Mark Giles
Second Unit
- Joined
- Aug 30, 2002
- Messages
- 272
And then reopen it and save it as an mp3 again?
theoretically, given you have access to all text characters, you can creat a high quality song and save it as an mp3 file and play? Again, given you have this knowledge.
Just take the MP3 file and UUENCODE it. Then you'll have a text representation of the binary MP3. To play it again, UUDECODE it back to an MP3.
ok, i tried taking a 1:21 length mp3 song and opening it in word pad and its currently at 500+ pages and counting. Way too long. As a demostration for my class, I'm going to print out a 5 second mp3 on plan paper, rescan it, then convert it back to music. Then compare the beginning and end results.This of course will never work. Wordpad is a text editor and as such lacks the ability to display the high byte binary characters that appear in an MP3 file.
The ONLY way to do what you have described is to UUENCODE the MP3 file, then scan it in using OCR software, and UUDECODE the file back into a binary MP3. Any other method will fail to achieve what you are after.
Wordpad is a text editor and as such lacks the ability to display the high byte binary characters that appear in an MP3 file.Actually, most of those characters are probably displayable. However, unlike the standard ASCII characters from 0-127, the high ones vary by character set, so unless you know what that is, you can't really say for sure what the byte value of (for example) capital-A-diaeresis is.
The square boxes are for some of the ASCII control characters in the 0-31 range. Other ASCII control characters show up blank, so you can't distinguish between them, a plain old space (32) and the non-breaking space (usually 160).
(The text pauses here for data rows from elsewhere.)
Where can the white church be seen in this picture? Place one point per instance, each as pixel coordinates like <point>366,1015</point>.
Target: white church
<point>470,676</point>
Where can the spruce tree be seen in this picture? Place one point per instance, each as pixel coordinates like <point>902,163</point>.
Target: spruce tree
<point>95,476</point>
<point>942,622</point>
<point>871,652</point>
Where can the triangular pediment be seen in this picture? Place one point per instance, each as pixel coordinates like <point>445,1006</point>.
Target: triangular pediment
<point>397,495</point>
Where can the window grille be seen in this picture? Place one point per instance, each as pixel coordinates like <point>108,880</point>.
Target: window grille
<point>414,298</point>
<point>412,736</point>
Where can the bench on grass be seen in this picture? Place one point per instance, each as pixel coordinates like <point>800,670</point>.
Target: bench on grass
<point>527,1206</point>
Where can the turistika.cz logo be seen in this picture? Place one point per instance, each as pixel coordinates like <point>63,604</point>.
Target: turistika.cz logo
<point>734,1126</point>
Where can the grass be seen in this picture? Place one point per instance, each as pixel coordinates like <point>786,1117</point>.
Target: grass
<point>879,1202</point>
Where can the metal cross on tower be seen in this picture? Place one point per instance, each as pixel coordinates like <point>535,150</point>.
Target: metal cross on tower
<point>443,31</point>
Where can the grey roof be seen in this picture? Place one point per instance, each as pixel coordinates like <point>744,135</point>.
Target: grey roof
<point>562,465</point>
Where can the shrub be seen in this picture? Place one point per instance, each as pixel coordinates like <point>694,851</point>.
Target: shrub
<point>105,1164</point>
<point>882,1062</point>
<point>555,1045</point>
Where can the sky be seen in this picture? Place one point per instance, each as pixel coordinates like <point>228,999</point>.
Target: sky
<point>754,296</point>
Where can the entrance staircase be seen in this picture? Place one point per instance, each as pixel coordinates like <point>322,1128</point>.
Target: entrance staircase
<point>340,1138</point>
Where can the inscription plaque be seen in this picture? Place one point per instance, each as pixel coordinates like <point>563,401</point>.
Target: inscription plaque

uuencoding would work, although there are some interop issue which may not be relevant in this case. (Using the similar Base64 would guarantee cross-platform compatibility, and its lines are not limited to 46 characters.)
A couple of pages of text would probably end up being a tiny fraction of a second of music, unless you use a really small font....
//Ken
WHY in the name of { insert deity here } would you want to do this sort of thing?i think its a pretty cool idea, even if it has no practical purposes. let us know how it comes out, i'm intrigued.